永遠の絆

「ごめん…ありがと」


手に持っていたジャケットをもう一度羽織ると、一気に温もりを感じた。

翔の跡を歩いて止まった場所は、いつもと変わらない石段の階段。そこに翔が腰を下ろすと、あたしも同じく石段に腰を下ろした。


少し寒い風に波が押し寄せる。


ここに来ると落ち着くって言ってた翔の気持ちが凄く分かる。海を見てれば、きっと…何時間も居れそうって、そう思った。


「やっぱここに来っと落ち着くよな。
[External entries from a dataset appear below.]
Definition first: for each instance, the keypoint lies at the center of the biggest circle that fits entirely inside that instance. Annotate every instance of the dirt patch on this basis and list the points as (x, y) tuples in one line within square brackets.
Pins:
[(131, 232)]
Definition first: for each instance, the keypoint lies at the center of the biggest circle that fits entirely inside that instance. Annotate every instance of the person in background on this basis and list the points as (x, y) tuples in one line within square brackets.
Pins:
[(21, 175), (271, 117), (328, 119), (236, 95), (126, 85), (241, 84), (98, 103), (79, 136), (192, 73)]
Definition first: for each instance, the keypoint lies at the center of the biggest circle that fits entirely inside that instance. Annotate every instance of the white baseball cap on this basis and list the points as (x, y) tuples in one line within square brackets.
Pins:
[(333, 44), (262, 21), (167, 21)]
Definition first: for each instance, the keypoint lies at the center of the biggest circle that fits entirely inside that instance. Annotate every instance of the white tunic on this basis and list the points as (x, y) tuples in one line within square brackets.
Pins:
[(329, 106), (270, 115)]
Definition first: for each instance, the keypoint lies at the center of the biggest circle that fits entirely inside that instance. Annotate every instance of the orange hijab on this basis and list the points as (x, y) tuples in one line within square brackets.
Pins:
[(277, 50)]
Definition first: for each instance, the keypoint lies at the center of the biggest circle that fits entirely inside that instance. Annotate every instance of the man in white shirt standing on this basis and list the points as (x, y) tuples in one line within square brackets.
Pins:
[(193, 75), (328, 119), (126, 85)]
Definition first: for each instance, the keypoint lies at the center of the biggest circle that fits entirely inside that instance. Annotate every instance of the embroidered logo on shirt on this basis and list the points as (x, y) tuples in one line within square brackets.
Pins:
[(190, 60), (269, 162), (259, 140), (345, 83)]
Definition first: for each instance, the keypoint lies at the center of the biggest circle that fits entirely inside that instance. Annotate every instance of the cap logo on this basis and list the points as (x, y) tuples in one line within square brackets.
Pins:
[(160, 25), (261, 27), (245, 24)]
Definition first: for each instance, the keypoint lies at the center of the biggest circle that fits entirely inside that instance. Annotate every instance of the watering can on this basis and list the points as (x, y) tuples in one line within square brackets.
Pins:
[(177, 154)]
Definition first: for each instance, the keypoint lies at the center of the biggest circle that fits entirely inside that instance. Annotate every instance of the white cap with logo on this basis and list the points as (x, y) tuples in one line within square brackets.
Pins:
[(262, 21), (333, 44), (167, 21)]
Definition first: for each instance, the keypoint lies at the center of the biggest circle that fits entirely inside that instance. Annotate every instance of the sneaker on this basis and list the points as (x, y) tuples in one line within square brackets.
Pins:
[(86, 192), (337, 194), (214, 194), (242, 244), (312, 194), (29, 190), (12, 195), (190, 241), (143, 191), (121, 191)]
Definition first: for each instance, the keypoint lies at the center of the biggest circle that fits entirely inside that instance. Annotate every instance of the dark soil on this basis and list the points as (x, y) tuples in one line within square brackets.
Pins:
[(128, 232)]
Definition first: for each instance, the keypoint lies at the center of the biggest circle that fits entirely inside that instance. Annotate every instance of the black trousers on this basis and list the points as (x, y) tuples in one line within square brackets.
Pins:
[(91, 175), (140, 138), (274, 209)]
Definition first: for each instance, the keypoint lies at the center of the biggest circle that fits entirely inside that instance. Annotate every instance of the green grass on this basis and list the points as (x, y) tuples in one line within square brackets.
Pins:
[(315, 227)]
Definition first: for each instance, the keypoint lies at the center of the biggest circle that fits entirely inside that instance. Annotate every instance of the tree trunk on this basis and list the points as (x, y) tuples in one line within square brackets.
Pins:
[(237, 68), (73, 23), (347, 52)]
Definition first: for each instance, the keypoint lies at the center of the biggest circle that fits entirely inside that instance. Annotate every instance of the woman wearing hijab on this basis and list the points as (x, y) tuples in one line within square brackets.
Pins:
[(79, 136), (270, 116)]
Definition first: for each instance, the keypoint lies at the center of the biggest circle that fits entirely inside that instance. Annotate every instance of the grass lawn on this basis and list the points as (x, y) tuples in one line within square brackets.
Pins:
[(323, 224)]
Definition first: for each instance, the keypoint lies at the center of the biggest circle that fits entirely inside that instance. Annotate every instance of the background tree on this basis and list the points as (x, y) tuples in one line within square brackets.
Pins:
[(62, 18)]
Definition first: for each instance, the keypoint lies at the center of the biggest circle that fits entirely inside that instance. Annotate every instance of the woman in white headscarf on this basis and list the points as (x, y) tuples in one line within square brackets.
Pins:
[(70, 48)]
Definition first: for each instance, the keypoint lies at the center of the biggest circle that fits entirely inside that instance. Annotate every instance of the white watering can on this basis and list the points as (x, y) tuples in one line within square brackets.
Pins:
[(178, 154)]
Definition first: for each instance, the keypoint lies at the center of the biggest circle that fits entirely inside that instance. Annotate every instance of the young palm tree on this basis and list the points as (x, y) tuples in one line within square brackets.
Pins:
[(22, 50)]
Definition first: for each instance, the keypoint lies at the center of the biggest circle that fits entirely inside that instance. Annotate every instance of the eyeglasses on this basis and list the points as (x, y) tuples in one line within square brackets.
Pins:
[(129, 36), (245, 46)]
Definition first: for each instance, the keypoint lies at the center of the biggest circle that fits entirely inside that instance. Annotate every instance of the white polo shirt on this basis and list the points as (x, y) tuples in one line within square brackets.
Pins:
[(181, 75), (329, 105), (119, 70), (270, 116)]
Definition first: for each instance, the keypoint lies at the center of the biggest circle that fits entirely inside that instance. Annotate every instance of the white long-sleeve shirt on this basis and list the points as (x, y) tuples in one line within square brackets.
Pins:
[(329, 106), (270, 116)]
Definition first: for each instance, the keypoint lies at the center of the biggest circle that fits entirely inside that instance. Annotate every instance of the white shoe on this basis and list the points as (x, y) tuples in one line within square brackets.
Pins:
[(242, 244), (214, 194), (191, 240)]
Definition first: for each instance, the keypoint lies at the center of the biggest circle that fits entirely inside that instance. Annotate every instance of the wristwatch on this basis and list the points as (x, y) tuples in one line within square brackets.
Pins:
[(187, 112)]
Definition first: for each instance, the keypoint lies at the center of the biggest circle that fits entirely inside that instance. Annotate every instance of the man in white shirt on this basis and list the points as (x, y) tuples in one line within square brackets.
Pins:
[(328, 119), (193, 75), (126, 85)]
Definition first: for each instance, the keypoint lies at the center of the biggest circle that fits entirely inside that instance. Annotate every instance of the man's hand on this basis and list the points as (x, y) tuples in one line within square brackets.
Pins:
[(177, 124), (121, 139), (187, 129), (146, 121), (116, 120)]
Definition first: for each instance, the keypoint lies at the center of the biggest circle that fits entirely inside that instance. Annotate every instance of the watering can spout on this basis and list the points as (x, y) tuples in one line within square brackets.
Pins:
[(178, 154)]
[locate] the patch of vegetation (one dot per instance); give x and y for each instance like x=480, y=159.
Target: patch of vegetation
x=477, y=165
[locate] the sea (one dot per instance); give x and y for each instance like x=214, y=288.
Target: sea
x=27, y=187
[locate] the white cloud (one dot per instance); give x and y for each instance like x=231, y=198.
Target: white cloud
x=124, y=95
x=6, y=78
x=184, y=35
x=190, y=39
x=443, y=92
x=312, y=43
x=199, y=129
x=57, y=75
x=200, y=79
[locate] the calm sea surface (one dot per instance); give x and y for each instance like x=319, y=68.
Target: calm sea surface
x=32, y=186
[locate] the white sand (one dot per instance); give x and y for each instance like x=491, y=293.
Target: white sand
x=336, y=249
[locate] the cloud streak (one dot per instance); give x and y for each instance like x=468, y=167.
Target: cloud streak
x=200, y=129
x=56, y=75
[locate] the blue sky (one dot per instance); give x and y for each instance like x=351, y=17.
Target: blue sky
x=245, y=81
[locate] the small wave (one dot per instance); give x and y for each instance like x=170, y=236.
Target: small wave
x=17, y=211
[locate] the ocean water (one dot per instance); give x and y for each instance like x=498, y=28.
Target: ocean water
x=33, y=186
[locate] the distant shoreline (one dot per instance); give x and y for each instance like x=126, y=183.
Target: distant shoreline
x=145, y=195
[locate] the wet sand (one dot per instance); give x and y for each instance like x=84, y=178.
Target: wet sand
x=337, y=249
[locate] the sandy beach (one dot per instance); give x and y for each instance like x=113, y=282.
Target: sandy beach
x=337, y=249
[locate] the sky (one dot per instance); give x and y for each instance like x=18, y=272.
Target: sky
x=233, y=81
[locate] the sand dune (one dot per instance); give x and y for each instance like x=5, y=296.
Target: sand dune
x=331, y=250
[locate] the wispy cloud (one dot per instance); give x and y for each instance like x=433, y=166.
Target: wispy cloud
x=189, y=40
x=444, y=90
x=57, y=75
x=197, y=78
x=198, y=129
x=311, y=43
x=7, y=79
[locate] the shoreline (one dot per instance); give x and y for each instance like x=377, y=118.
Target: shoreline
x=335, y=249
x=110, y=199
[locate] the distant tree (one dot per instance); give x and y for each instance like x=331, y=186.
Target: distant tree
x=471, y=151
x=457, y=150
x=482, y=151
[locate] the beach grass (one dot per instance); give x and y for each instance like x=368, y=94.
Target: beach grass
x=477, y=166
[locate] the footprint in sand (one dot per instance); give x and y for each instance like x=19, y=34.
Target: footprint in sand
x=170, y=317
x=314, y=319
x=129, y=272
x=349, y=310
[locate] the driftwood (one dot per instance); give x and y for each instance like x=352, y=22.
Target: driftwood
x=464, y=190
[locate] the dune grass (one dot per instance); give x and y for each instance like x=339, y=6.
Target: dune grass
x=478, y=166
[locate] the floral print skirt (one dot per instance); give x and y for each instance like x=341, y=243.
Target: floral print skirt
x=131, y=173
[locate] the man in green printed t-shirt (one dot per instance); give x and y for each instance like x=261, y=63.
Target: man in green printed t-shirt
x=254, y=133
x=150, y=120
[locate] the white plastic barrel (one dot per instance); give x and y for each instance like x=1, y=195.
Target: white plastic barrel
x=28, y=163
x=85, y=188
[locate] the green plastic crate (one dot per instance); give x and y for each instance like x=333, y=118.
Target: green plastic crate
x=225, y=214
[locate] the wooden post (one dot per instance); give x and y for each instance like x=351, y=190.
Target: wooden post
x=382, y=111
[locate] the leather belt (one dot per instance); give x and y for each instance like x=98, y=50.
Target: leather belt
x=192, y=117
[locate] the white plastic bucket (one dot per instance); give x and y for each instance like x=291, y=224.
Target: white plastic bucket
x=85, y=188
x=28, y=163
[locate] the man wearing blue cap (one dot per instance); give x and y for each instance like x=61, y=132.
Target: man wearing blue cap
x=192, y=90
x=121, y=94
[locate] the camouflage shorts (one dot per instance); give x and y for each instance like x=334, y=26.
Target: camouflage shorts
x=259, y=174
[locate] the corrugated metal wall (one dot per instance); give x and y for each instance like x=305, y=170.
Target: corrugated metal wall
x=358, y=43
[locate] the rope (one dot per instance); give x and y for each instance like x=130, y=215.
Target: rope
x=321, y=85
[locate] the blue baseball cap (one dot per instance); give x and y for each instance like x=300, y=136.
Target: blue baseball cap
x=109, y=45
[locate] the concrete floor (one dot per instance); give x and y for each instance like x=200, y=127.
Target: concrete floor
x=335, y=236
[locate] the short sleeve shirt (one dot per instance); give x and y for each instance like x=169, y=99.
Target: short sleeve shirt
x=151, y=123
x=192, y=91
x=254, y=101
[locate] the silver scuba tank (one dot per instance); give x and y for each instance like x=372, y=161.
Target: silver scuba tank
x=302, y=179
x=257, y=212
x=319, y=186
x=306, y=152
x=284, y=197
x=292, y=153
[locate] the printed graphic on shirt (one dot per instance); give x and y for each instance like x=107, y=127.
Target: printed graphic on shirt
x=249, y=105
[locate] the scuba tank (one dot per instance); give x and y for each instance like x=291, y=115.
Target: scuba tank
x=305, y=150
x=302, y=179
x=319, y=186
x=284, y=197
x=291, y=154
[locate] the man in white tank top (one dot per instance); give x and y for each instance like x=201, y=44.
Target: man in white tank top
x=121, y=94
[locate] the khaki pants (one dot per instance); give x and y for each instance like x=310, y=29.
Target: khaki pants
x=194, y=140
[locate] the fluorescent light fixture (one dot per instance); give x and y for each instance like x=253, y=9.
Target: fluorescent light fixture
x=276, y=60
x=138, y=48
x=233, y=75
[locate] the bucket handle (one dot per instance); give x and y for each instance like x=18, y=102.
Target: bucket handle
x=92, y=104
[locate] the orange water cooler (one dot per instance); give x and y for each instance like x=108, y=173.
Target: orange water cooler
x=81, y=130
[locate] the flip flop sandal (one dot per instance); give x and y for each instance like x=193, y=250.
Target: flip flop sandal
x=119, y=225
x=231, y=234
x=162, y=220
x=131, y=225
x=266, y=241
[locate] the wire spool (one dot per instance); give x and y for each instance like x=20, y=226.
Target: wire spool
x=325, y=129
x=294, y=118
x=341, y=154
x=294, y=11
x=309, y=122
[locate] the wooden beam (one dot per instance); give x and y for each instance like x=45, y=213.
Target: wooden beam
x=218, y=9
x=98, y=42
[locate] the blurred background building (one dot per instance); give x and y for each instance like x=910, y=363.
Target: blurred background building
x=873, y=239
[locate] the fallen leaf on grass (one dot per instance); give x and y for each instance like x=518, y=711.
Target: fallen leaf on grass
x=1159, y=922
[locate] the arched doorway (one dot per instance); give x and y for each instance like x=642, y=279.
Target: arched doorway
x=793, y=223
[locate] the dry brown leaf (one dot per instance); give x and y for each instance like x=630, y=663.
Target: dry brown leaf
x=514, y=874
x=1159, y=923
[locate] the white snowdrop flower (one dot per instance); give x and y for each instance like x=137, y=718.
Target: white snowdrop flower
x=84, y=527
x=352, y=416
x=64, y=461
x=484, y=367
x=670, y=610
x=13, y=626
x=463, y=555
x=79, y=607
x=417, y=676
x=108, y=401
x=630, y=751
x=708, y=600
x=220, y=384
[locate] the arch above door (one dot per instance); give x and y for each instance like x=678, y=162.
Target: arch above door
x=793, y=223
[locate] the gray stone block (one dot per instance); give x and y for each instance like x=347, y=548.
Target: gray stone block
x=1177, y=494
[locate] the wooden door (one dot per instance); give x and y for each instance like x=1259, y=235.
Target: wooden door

…安心するっつーか」

「うん…」

「俺さ、なんつーか…深入りとかあんましたくねぇんだけどさ、でもみぃちゃんと居て思う事とか考える事とか結構あってさ…」


あたしの思う事、考える事…って何?

真剣そうな表情でそう言った翔は両手をポケットに突っ込んだまま遠くの海をずっと見つめてた。


「…あたしの事とかって何?」


翔を見たまま問い掛けると翔は軽く一息吐いて俯く。


「うん…まぁ手っ取り早く言うと…」


そう言いながらポケットから出して「はい」って渡された“それ”にあたしの視線が止まる。

そこから動く事が出来なかった。

今、起こっている出来事に着いて行く事さえも出来ず、あたしはただただそこに視線を落としてた。


「はい」


もう一度そう言ってあたしの膝に置かれたのは、ちょっと前に諒ちゃんが持ってた物。

いらないって返したママの通帳。


「…意味分かんない。何で翔が持ってんの?」


膝に置かれた通帳から翔に目線を送ると、翔はあたしを見た後、視線を前に向けた。